El olvido: Que no se olvide. 3ª parte.

El olvido: Que no se olvide. 3ª parte.

Por: Psic. Giuseppe Olav Ortiz García.

Coordinador del Área de Humanidades de la Universidad Gestalt.

Hay que recordar olvidar; aunque también, no hay que olvidar recordar.

Existe este intento que se trasluce a través del esfuerzo de la humanidad de distintas culturas, de construir un puente (a la usanza de la torre de babel), que junte al cielo con la tierra. Estas comunicaciones entre la región celeste y la telúrica, fueron interrumpidas en determinado momento en que la raza parpadeó, y perdió la visión florida, no fijada en dualidades, ni opuestos.

A raíz de este momento (retratado en la historia mítica de la “caída”), el ser humano se ha tenido que esforzar, de distintas maneras, por revincularse desde su cotidianidad, con aquellas regiones que antaño no estaban escindidas.

Se le conoce a aquel tiempo, como un tiempo mítico, paradisiaco, en donde las comunicaciones entre el cielo y la tierra no estaban interrumpidas, y los dioses y los hombres platicaban como hermanos, como familiares de la misma estirpe cósmica.

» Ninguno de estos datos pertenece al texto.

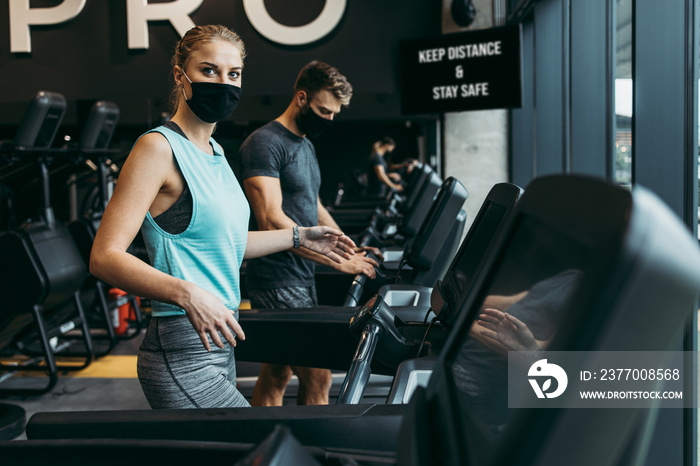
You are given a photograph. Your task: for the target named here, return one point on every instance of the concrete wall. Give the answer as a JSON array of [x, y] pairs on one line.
[[475, 143]]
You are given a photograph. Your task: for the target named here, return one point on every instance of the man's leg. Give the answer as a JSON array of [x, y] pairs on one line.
[[314, 385], [271, 384]]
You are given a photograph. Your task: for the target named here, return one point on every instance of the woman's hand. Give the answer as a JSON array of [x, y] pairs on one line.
[[328, 241], [209, 316], [508, 330], [359, 263]]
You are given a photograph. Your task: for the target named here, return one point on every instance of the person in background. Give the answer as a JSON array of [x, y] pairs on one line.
[[177, 187], [282, 179], [380, 173]]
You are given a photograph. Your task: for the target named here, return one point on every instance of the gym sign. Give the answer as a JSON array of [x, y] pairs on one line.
[[177, 12], [472, 70]]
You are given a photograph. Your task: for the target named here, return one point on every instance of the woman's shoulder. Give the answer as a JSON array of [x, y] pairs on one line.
[[151, 147]]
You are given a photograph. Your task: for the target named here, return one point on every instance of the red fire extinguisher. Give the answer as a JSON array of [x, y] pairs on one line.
[[122, 310]]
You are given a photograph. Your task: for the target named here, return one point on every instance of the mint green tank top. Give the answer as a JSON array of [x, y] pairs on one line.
[[210, 251]]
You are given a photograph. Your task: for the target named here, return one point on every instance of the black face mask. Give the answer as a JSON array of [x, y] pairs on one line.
[[213, 102], [311, 124]]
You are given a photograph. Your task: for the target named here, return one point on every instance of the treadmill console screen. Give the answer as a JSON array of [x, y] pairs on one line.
[[533, 284]]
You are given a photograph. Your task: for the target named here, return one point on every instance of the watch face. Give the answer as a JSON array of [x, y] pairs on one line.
[[364, 312]]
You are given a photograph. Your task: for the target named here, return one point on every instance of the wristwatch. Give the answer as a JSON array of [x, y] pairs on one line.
[[296, 237]]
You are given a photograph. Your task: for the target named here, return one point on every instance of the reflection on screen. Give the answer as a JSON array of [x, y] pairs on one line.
[[523, 308]]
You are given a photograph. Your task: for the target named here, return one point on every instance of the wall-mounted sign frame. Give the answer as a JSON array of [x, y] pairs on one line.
[[472, 70]]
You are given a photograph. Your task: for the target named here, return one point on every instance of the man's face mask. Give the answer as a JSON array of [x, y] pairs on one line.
[[212, 102]]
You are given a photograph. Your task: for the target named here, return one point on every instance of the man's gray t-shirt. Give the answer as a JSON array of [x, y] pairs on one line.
[[274, 151]]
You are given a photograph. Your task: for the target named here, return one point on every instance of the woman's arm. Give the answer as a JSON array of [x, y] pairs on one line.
[[150, 170], [323, 240]]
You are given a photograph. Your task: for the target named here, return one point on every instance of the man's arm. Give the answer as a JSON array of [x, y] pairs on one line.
[[265, 197], [324, 217]]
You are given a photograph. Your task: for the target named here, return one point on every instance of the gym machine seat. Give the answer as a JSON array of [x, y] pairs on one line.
[[42, 267]]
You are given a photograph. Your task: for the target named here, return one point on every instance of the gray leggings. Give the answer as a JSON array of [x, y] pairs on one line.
[[176, 371]]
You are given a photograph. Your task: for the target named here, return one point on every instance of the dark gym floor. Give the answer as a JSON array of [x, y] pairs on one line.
[[110, 383]]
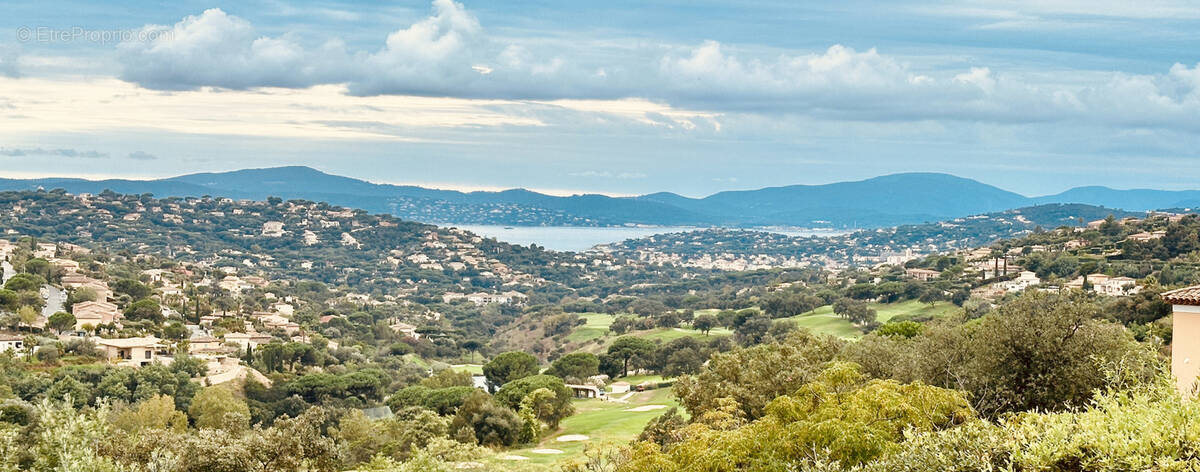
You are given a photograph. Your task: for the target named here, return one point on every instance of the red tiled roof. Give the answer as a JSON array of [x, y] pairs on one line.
[[1186, 296]]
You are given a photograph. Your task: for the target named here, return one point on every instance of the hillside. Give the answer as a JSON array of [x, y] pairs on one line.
[[879, 202]]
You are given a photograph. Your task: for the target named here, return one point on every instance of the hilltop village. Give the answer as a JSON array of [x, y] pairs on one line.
[[256, 316]]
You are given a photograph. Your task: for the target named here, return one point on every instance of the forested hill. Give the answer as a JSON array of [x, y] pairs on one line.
[[293, 239], [879, 202]]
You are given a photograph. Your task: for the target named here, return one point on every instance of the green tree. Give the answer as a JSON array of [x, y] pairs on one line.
[[579, 365], [510, 366], [628, 348], [145, 309], [751, 377], [840, 417], [60, 321], [216, 407], [705, 323], [24, 282], [550, 410], [486, 422]]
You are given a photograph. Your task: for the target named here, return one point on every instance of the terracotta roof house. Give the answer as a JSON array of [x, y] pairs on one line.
[[94, 314], [131, 351], [1186, 338]]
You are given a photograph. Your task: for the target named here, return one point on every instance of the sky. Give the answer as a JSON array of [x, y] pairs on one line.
[[613, 97]]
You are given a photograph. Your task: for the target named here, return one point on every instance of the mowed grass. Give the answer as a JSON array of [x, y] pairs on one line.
[[603, 422], [825, 321], [597, 327], [885, 312], [473, 369]]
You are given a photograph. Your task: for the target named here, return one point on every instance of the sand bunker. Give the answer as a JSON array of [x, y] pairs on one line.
[[647, 407]]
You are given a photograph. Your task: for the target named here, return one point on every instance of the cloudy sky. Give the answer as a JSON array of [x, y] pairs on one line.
[[616, 97]]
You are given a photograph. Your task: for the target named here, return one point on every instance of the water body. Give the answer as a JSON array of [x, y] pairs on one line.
[[55, 299], [580, 238]]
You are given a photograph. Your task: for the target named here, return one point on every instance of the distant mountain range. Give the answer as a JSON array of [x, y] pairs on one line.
[[879, 202]]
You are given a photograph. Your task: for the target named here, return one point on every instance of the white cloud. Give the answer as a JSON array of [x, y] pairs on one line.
[[450, 54], [9, 61], [51, 153], [219, 49], [606, 174]]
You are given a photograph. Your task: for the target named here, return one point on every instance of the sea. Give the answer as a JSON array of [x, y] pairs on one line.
[[581, 238]]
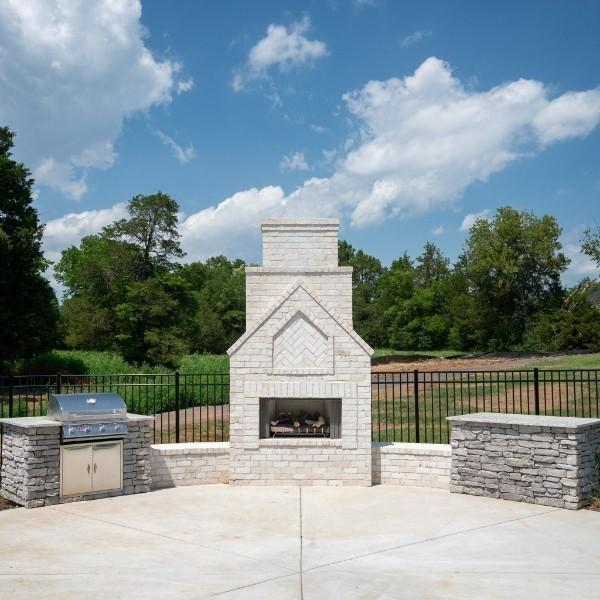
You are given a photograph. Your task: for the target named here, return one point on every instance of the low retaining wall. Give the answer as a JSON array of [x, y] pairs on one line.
[[425, 465], [189, 464], [393, 464], [538, 459]]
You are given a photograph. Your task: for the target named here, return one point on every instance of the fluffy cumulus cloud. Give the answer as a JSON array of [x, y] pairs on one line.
[[414, 38], [419, 142], [70, 72], [183, 155], [294, 162], [470, 218], [283, 48]]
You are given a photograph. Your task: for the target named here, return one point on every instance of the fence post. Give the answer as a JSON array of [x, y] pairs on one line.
[[536, 389], [177, 406], [10, 395], [416, 386]]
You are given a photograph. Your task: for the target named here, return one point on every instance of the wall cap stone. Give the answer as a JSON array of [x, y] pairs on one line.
[[30, 422], [190, 447], [415, 449], [528, 420]]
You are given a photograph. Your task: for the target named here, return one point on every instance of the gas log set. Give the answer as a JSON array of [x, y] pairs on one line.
[[300, 424]]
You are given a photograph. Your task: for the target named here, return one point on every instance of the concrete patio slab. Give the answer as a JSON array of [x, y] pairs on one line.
[[275, 542]]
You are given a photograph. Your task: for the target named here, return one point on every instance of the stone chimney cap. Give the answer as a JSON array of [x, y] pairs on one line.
[[300, 222], [300, 242]]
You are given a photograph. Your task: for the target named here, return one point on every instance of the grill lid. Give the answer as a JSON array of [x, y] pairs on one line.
[[99, 406]]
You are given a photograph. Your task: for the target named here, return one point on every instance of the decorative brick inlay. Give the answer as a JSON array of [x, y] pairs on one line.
[[544, 460], [301, 348]]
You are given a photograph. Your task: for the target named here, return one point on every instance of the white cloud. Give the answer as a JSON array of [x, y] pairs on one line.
[[294, 162], [70, 73], [573, 114], [66, 231], [282, 47], [469, 219], [418, 143], [183, 155], [358, 4], [318, 128], [414, 38], [185, 85]]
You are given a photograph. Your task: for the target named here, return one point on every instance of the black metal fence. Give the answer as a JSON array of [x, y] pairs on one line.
[[413, 406], [186, 408], [406, 406]]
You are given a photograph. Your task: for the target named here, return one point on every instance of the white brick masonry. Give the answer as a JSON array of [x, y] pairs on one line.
[[425, 465], [189, 464], [299, 343]]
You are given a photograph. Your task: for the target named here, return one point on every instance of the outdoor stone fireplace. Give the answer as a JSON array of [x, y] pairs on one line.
[[300, 376]]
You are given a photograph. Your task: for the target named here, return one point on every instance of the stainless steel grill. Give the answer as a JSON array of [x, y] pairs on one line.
[[98, 415]]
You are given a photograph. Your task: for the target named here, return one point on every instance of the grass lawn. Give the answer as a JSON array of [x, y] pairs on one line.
[[576, 361], [89, 362], [379, 352]]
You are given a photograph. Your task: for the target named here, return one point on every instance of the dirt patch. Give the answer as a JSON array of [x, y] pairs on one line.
[[493, 363]]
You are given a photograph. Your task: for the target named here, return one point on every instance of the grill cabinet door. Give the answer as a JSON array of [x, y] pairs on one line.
[[108, 466], [75, 469]]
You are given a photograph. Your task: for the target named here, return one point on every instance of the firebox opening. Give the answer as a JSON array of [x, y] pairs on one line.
[[300, 417]]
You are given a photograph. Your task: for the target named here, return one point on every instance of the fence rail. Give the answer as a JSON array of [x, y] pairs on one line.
[[406, 406], [186, 407]]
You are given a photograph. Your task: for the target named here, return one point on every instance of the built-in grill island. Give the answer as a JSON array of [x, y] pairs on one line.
[[86, 447]]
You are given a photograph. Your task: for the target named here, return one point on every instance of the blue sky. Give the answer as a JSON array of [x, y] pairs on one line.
[[403, 119]]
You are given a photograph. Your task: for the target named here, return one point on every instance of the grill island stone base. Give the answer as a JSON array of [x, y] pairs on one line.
[[538, 459], [31, 461]]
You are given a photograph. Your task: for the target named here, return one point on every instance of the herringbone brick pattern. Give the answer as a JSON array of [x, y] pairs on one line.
[[300, 346]]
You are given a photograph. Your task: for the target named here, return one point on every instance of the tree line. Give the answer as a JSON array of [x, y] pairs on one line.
[[127, 289]]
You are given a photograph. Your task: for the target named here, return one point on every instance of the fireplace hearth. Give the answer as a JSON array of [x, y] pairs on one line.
[[300, 418]]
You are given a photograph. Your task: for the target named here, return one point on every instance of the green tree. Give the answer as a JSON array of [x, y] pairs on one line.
[[432, 266], [512, 265], [152, 227], [28, 307], [219, 285], [575, 325], [366, 275], [120, 291], [417, 316], [96, 276], [156, 320], [591, 244]]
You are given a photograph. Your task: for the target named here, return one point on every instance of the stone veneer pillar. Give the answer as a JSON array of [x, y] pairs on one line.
[[539, 459]]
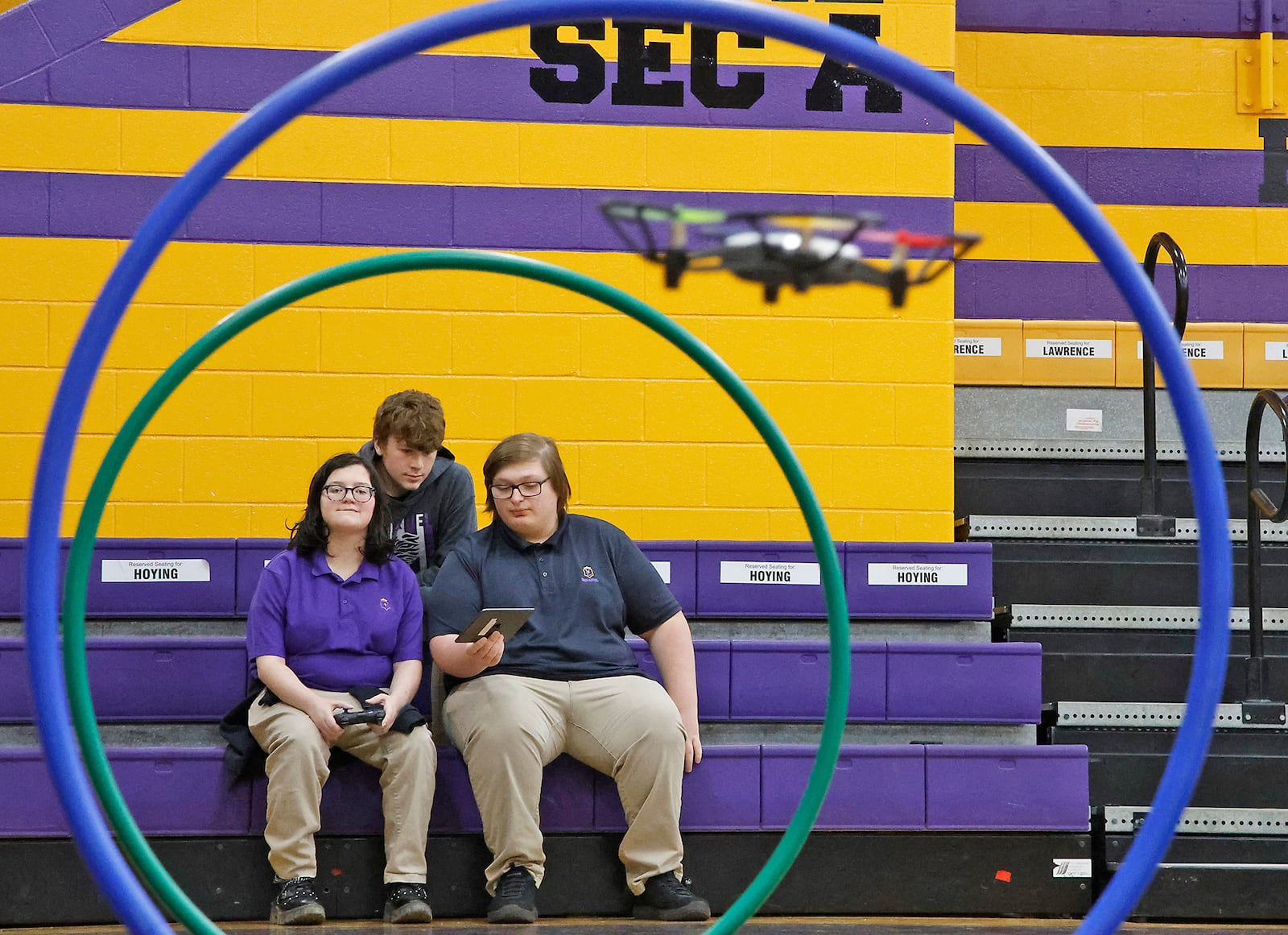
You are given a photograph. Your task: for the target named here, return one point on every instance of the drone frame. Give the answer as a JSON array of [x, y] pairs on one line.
[[798, 267]]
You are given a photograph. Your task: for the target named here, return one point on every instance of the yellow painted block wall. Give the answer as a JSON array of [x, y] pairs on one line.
[[1156, 128], [861, 389]]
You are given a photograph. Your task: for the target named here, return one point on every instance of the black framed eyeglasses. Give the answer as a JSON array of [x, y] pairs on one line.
[[528, 488], [361, 494]]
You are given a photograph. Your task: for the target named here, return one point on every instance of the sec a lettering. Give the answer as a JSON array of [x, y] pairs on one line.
[[639, 54]]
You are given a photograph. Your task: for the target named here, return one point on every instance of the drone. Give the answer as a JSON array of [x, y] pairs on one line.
[[782, 249]]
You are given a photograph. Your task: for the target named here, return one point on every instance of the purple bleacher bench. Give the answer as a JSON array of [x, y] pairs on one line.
[[12, 576], [351, 799], [184, 791], [920, 580], [141, 677], [676, 562], [969, 683], [712, 660], [759, 580], [1008, 787], [783, 681], [130, 577], [721, 793], [192, 577], [167, 790], [873, 787], [719, 578], [253, 554]]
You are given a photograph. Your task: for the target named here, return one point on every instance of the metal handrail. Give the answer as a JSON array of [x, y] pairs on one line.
[[1260, 507], [1150, 522]]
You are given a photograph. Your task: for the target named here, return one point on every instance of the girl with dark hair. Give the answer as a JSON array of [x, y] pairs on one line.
[[335, 625]]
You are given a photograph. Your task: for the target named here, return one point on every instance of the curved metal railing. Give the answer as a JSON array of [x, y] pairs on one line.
[[1260, 507], [1150, 522]]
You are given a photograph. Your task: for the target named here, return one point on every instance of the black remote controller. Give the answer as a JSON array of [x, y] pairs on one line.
[[373, 715]]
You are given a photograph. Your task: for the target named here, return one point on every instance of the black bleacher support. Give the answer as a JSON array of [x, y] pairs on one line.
[[1084, 487], [1243, 767], [1152, 572], [1139, 664], [1220, 877]]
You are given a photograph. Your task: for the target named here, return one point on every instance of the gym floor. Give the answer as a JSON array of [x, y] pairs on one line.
[[757, 926]]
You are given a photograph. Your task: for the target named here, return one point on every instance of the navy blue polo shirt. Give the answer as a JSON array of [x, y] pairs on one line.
[[335, 634], [588, 582]]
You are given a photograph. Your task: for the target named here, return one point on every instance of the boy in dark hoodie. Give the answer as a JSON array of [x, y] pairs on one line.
[[431, 494]]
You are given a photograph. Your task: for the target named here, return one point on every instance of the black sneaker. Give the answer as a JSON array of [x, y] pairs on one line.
[[515, 898], [296, 903], [407, 903], [669, 900]]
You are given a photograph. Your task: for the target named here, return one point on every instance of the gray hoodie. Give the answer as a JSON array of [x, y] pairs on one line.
[[431, 519]]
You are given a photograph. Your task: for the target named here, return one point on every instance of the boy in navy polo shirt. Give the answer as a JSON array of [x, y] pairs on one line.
[[567, 681]]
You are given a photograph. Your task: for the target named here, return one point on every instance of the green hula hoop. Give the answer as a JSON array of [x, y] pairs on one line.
[[141, 855]]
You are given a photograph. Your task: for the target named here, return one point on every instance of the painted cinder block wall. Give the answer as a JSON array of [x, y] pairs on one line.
[[1143, 105], [103, 102]]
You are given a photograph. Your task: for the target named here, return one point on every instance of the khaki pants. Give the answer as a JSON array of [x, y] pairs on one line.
[[298, 767], [509, 726]]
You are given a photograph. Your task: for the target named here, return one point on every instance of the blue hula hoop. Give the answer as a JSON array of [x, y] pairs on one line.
[[105, 861]]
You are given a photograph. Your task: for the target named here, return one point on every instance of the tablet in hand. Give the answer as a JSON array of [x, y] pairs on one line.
[[502, 620]]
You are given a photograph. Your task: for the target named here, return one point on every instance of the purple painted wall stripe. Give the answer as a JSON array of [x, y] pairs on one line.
[[38, 34], [1107, 17], [1217, 178], [72, 25], [26, 47], [155, 77], [1082, 292], [25, 197], [394, 215], [457, 86]]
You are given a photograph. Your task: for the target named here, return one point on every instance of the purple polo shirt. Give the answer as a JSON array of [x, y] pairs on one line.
[[335, 634]]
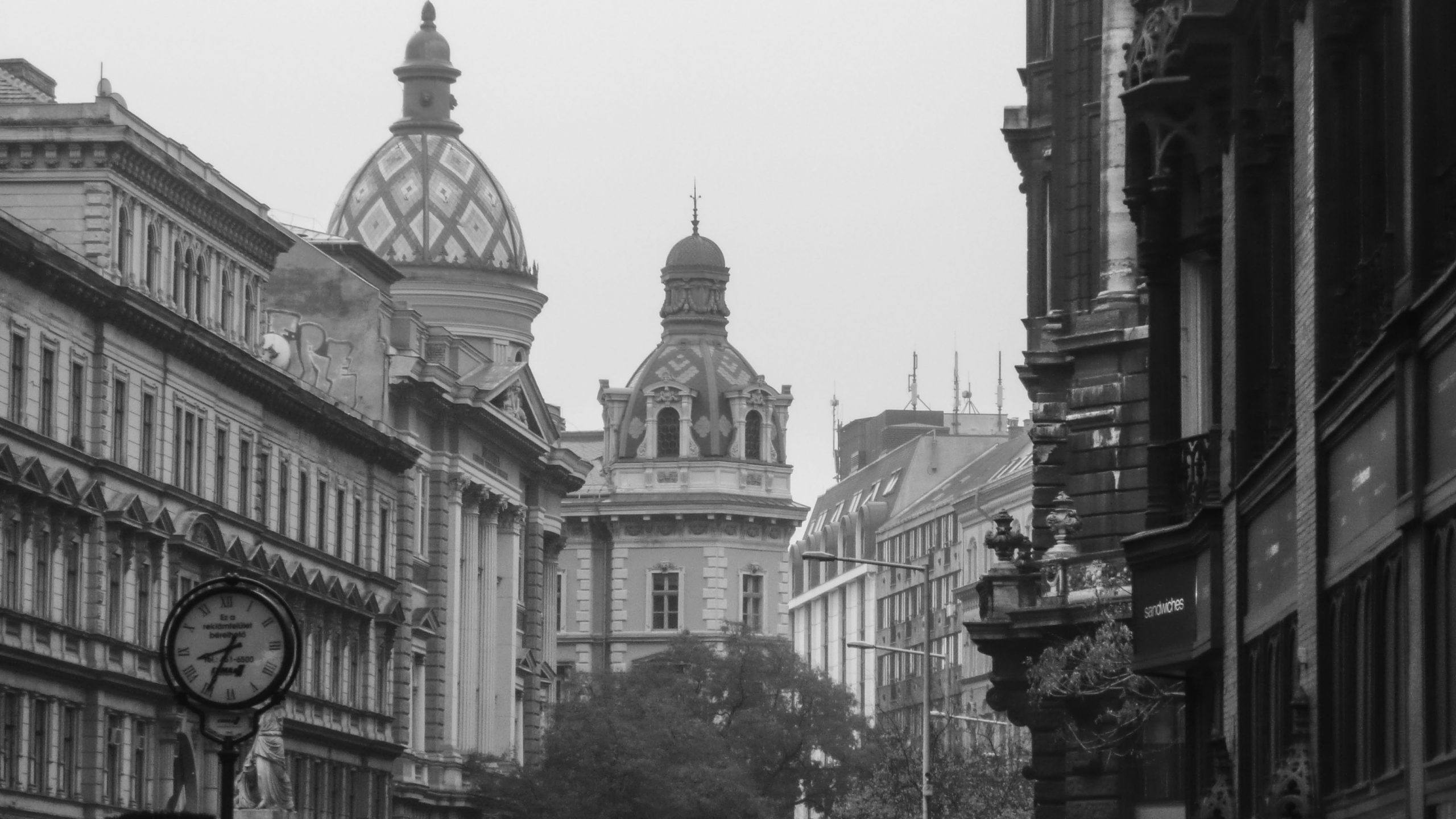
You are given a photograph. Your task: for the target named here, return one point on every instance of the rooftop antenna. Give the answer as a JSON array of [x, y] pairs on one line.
[[915, 384], [1001, 395], [956, 397], [833, 408]]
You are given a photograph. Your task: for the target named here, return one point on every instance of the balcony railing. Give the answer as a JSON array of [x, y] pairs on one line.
[[1187, 474]]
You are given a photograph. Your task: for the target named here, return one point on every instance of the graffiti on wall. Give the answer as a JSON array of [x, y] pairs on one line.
[[305, 350]]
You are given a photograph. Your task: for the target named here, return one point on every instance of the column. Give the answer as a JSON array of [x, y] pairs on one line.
[[535, 643], [456, 597]]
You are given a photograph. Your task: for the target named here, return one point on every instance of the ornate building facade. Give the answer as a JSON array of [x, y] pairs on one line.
[[196, 390], [1276, 429], [685, 519]]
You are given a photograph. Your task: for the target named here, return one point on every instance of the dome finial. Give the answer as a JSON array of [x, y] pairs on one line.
[[695, 206]]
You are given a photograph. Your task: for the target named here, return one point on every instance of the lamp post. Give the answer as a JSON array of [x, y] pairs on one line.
[[925, 662]]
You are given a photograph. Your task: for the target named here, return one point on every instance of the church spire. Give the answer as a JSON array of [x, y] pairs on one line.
[[427, 76]]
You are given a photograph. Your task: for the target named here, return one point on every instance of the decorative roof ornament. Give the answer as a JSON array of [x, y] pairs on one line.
[[695, 208]]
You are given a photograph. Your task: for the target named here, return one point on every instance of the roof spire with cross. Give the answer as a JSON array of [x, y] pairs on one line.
[[695, 208]]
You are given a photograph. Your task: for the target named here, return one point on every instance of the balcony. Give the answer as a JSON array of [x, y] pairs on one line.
[[1186, 478]]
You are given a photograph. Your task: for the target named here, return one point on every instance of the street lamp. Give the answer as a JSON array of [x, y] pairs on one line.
[[925, 662]]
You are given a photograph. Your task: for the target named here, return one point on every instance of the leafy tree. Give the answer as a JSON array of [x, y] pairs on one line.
[[692, 734], [1093, 674], [967, 779]]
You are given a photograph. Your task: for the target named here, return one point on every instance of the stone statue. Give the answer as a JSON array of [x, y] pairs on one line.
[[263, 781]]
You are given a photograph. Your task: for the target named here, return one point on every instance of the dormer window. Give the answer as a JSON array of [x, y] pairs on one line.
[[667, 439], [753, 436]]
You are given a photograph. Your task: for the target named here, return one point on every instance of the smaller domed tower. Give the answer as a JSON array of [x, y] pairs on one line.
[[430, 206], [686, 521]]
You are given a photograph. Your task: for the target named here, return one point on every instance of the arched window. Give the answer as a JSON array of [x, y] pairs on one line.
[[188, 282], [667, 444], [123, 238], [753, 436], [154, 257], [226, 312], [178, 273], [250, 312]]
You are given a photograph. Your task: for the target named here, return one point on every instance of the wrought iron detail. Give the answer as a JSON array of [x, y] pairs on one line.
[[1152, 51], [1193, 474]]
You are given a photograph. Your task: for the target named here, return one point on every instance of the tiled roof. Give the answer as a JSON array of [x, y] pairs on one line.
[[998, 462]]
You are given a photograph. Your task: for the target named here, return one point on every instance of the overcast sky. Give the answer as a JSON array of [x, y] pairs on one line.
[[848, 155]]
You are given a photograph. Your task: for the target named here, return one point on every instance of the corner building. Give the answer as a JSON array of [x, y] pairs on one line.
[[686, 516]]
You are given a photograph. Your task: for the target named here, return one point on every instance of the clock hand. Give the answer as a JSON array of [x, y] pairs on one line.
[[217, 671], [233, 643]]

Por suerte, hay ingenieros, arquitectos que han elucubrado puentes entre esta realidad y aquella, para entablar de nuevo este contacto directo. Han ingeniado (siempre con ayuda del arquitecto del universo me parece), modos y maneras que llamamos rituales, para reestablecer estas comunicaciones. Han ensoñado las historias que conocemos como mitos (si es que no han quedado asentados en las piedras, en las estrellas, en la naturaleza del misterio, para ser leídas con los lentes del espíritu), recordándonos así, la historia de la creación, y nuestra emergencia en este mundo.

De tal modo, recordamos a través de los mitos, de los rituales, de la cosmogonía, el camino de regreso a la fuente de la que emana todo lo conocido y lo desconocido también, y a la cual, todo retorna eternamente.

La función de “repetir”, de “recordar”, un acto primordial, arquetípico, involucra, desde Eliade (1979: 352), la trascendencia del tiempo y el espacio profanos, de tal manera que a través de ésta repetición de los mitos y los rituales ceremoniales, el ser humano es arrancado al devenir profano y recobra el gran tiempo.

Así comprendemos como son los mitos revelaciones, pues revelan las fuentes del misterio como vuelven a velar la consciencia cósmica, ya que cualquiera que sea su naturaleza, enuncian un acontecimiento cosmogónico, ejemplar para todas las acciones y situaciones que más tarde repitan estos acontecimientos.

Siendo los referentes de las primeras acciones y situaciones cósmicas, enmarcadas en un tiempo mítico, a través de la ceremonia (como en lo que se puede convertir cualquier situación en la existencia), constituyen el acto mismo por el cual el espíritu trasciende un cosmos condicionado, polar y fragmentario, para recobrar (aunque fuese solo por el momento que dura un rayo) la unidad fundamental de antes de la creación.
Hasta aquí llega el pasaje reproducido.